A collection of lost souls find themselves trapped between this world and the next in Sim Deok-geun’s eerie haunted house horror, Guimoon: The Lightless Door (귀문, Guimoon). On a literal quest to exorcise his demons, the hero traverses an impossible and elliptical passage attempting to atone for his sins while freeing others from a similar burden yet finally finds himself becoming his quarry as kind of jailor or perhaps guardian spirit making sure that doors which should never be opened remain forever closed not least to the morbidly curious. 

Do-jin’s (Kim Kang-woo) troubles begin when he casts off his destiny as a shaman leaving his ageing mother to battle a powerful spirit said to belong to a mass killer who suddenly snapped one day and murdered all the guests at small community centre. When the building is torn down, workers discover a body bricked up in the walls which seems almost untouched. Do-jin’s mother is brought in to exorcise the evil spirits but is finally overpowered, a dark presence causing her to stab herself in the neck. Overcome with guilt and apparently “harassed” by his mother’s ghost, Do-jin resolves to atone by releasing each of the spirits killed by the murderous custodian and solving the mystery of the body in the walls in the hope of releasing his mother’s soul so that she can move on to the afterlife and stop nagging him from beyond the grave. 

The “Guimoon” is a kind of portal open on the turn of the year by the lunar calendar. Dojin intends to venture through it assuming it will be easy enough to nix a few ghosts and then come home but soon finds himself lost in a world of uncertain time and forever looping corridors. He meant to travel to the afterlife of 1990, but his world is soon disrupted by the arrival of three university students from 1996 who really shouldn’t be here. Armed with a video camera, they are dead set on crafting their own found footage horror in the hope of winning a competition so one of them won’t have to drop out of school. For the students, this world is “real”. They entered it voluntarily and as far as they are concerned are wandering round a derelict building, not really believing it to be “cursed” or haunted in any way. But for Do-jin it’s a liminal and unreal space he has entered for a specific purpose and from which he hopes to expel those who should have left long before. 

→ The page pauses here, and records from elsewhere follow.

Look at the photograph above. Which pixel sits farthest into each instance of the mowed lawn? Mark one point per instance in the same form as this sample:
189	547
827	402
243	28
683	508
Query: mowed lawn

Yet even in trying to solve the mystery, Do-jin concentrates his efforts on Seok-ho (Jang Jae-ho), the shovel-wielding custodian, taking a kind of register of the other guests while knowing little about them. He soon discovers that Seok-ho may not quite be the boogeyman he first thought him to be, realising that his sudden descent into homicidal mania may not have been of his own volition. The solution he edges towards hints at the ironically named community centre as a nexus of trauma, a nightmare world created by an entity trying to escape its suffering and finding empowerment in taking control of its oppressors. 

“I was always here” one of the lonely souls proclaims, while Do-jin and the students find themselves locked in, prevented from leaving by a literal absence of exits. While the students eventually turn against each other, seeking escape by submitting themselves the malicious evil of the entity haunting the centre, Do-jin does his best to complete his quest of vanquishing the ghosts with his shaman’s dagger but is eventually brought to a cruel realisation in a maddening series of loops and repetitions which only lead towards a door which should never be opened. In some ways frustratingly oblique, Sim Deok-geun’s eerie meta horror is an exercise in found footage psychology in which the lost wander lonely corridors while searching for an elusive truth they may already know but have perhaps forgotten. On a night between two worlds lit by a blood red moon, Do-jin ventures into a labyrinth to save his mother’s soul but comes to realise that if you walk through the door between life and death you may discover that there is no exit from existential torment.


Guimoon: The Lightless Door screened as part of this year’s London Korean Film Festival.